Homebirth attended by the woman's mother and a midwife
Women who birth with a doctor or midwife in attendance are likely to experience directed pushing where they are told when and how to push. In addition, there are also women who are told to stop pushing because of a cervical lip, or not being dilated enough, or in the case of a baby emerging, to check for an umbilical cord.
With these expectations on pushing, it stands to reason the concept of pushing a baby out is viewed by the majority to be within a birthing woman’s control as per instruction from her care provider. Movies and TV shows also reinforce this belief with childbirth scenes of controlled breathing and pushing, and women working hard to expel the babies from their bodies.
Stopping an imminent birth in its tracks to check for an umbilical cord is based on the idea babies will not be able to be birthed if the cord is around their neck and impeding the birth process. Most cords are not that short, and if they are, the baby is still able to be birthed without needing to fiddle with the cord. There is information here on the nuchal cord and newborn somersault, and a diagram of what somersault manoeuvre looks like.
As for being told to stop pushing because of a cervical lip or not being dilated enough, it also follows that women’s bodies are defective, and women can’t possibly know what they need to do. This is also common in medical births where birth is monitored with internal examinations.
Curiously enough when it comes to physiological childbirth, not every woman is fully dilated before experiencing the spontaneous bodily urge to bear down. Most of the time this urge quickly becomes a relentless and forceful bearing down in a completely involuntary manner. Regardless of dilation or cervical lips, babies are born like this despite the care provider stating it is not time to push yet!
When birth happens on such physiological and spontaneous terms, it can happen pretty fast because of this intense expelling action. Niles Newton named this action the Fetal Ejection Reflex (a term made popular by Michel Odent) and it is now known widely as the Maternal-Fetal Ejection Reflex to include the mother’s physiology in the process.
Not every women will experience this intense maternal-fetal ejection reflex.There are various reasons for this like vaginal exams, bright lights, or other disruptions to the labouring woman - all of which inhibit the physiological process of birth. Women who are drugged or have disturbed births will usually experience a delay in this, or not experience it at all and need to consciously work at pushing their baby out.
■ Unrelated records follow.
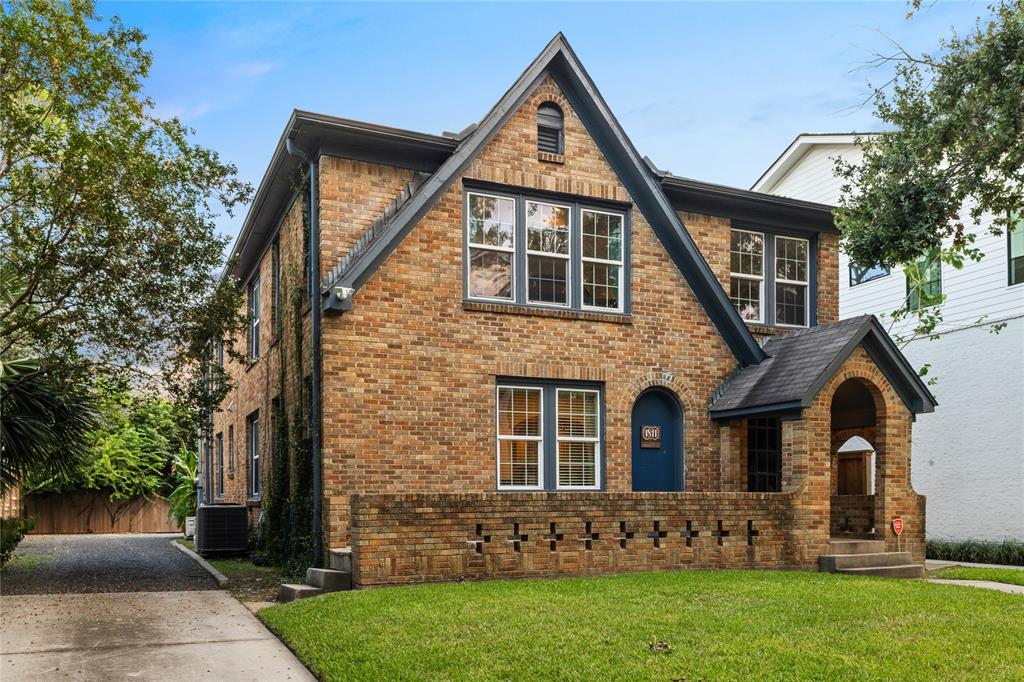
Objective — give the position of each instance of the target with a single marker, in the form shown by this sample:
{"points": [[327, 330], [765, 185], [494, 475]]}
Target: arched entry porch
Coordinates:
{"points": [[857, 412]]}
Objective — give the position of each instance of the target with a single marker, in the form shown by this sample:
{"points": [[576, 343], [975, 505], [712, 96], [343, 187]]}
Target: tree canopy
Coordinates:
{"points": [[107, 211], [954, 152]]}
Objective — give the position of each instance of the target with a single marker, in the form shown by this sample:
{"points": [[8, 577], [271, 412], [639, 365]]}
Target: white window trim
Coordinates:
{"points": [[621, 263], [806, 285], [753, 278], [498, 440], [596, 439], [255, 477], [544, 254], [488, 247]]}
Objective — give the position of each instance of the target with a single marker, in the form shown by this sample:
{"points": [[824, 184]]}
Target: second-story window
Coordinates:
{"points": [[254, 312], [545, 253], [747, 279], [792, 280], [770, 278], [924, 281], [550, 129], [1015, 245], [492, 247]]}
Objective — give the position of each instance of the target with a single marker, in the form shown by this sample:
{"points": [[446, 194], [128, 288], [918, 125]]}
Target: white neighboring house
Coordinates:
{"points": [[969, 455]]}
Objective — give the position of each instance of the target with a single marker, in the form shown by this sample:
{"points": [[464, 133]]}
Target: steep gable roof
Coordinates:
{"points": [[560, 61], [800, 364]]}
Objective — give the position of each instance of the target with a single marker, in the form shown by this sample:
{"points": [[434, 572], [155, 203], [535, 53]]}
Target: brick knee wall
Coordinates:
{"points": [[425, 538]]}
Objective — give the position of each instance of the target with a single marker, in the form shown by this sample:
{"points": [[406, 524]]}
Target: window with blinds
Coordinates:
{"points": [[550, 124], [549, 436]]}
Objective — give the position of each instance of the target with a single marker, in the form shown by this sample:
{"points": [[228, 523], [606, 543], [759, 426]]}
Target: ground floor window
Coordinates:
{"points": [[764, 455], [220, 465], [549, 435], [252, 427]]}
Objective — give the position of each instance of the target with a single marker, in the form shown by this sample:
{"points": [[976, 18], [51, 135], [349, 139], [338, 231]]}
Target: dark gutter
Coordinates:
{"points": [[314, 332], [756, 207]]}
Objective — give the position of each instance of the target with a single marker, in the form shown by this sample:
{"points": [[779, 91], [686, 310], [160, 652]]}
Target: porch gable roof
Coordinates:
{"points": [[800, 364]]}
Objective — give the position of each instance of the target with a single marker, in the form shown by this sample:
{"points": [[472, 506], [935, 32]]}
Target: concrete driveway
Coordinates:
{"points": [[115, 607]]}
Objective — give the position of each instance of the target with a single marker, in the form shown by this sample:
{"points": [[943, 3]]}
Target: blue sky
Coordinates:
{"points": [[713, 91]]}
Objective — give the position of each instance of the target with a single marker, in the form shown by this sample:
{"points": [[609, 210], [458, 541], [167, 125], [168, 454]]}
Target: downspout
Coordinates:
{"points": [[312, 271]]}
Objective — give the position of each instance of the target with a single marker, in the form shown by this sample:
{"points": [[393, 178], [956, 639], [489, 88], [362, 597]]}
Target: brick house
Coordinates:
{"points": [[535, 353]]}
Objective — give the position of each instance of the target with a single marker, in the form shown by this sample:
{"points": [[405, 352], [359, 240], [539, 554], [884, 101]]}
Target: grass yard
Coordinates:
{"points": [[675, 626], [1008, 576], [246, 581]]}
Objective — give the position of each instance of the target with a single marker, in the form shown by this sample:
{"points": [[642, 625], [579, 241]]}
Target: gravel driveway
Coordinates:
{"points": [[62, 564], [127, 607]]}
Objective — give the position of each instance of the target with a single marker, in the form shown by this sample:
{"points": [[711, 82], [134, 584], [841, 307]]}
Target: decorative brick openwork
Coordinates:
{"points": [[423, 538]]}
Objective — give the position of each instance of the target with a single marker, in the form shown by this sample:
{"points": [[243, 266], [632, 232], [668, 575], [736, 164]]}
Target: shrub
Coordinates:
{"points": [[976, 551], [11, 531]]}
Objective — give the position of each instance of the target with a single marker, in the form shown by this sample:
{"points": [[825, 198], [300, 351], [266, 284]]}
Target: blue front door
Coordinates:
{"points": [[657, 437]]}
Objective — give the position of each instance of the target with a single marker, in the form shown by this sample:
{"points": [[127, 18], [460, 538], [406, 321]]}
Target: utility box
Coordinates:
{"points": [[222, 529]]}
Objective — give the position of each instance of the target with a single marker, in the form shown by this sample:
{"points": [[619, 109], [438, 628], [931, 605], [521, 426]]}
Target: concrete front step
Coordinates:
{"points": [[291, 592], [329, 580], [834, 562], [341, 559], [903, 570], [856, 547]]}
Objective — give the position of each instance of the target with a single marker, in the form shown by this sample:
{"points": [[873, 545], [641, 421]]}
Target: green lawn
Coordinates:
{"points": [[675, 626], [1009, 576]]}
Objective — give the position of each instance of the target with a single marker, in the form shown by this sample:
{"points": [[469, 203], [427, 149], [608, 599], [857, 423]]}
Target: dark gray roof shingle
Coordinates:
{"points": [[801, 363]]}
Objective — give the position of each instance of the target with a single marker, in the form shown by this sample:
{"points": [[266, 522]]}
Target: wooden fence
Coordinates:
{"points": [[93, 512]]}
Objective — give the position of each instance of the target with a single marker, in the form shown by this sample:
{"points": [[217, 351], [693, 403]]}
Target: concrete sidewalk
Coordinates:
{"points": [[188, 635]]}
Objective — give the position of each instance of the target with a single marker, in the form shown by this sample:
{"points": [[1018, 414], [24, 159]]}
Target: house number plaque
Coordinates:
{"points": [[650, 435]]}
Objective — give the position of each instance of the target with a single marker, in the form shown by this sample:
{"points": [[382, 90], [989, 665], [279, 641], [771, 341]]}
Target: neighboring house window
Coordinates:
{"points": [[252, 426], [230, 451], [860, 274], [492, 247], [547, 253], [792, 278], [602, 260], [550, 129], [254, 311], [522, 250], [275, 287], [1016, 249], [220, 465], [549, 436], [764, 456], [924, 281], [747, 256]]}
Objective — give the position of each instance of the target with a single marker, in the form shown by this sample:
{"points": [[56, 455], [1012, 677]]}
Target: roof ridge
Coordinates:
{"points": [[376, 228]]}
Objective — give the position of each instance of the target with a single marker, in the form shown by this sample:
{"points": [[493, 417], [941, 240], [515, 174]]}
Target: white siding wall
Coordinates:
{"points": [[968, 457]]}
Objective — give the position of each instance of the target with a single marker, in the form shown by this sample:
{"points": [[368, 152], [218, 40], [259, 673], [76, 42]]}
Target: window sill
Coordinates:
{"points": [[519, 309]]}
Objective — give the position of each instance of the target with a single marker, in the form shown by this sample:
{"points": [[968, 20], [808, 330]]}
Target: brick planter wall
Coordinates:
{"points": [[853, 513], [423, 538]]}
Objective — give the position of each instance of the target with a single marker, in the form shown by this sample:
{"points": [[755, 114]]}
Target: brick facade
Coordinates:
{"points": [[409, 376]]}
Birth is a force of nature as much as a tropical cyclone is, and to expect a woman to arrest the spontaneous and intense bearing down that her body is doing involuntarily, seems to be an unrealistic expectation. I think women are indeed the experts when it comes to pushing as one midwife suggested. What do you think?
Womb Ecology - information on the physiological process of childbirth
Completely agree that a womans body knows what to do. I was measured at 5cm dilation and quickly after that push my baby out in a few minutes (at home). I remember thinking: I am only 5 cm! The urge was too strong to do anything about it but I always wondered. Did my body dilate that quickly? Or Was there an error in measuring? Its not very natural, is it?
I advise women to listen to their body. Helianthe Mucha Mama www.muchamama.nl
Yeah I think your body probably did dilate that quickly! In "Normal Childbirth: Evidence & Debate" by Soo Downe - there are quite a few accounts of this quick dilation. When the body and baby is lined up, there just is no stopping it hey!
I had thIs with my second child. I started bearing down, about 2hrs into labor. When the nurse checked my cervix she said I was only at 6
But I couldn't stop the urge to bear down. She checked again and said I was at 9 when the contractions hit. This was followed by them telling me not to push because the dr was not there yet. It was impossible to fight? My body would contract and bear down on its own. I could literally feel her moved down my body as I fought the contractions and she came out almost entirely on her own.
I hate this piece simply because it makes me vividly remember the awful hospital birth I had to endure. Everything I wanted to do was ignored, I was forced to do what I expllicitly said I didn't want to do. I was told not to push when my body already was, I wasn't allowed to sit up for it (I was literally pinned down and drugged) I was made to push when I didn't need to and 'harder because the pushes are ineffective'. Agh! Such crap! Thank the Lord I had an awesome homebirth 2nd time with zero help from anyone besides my husbands arm:)
I am sorry you had an experience like that with your first. I am a strong believer in women's right to have autonomy in birth and it is a shame this can't be supported by hospitals as a matter of practice. You didn't mention whether you experienced the fetal ejection reflex at your homebirth - how did that go for you?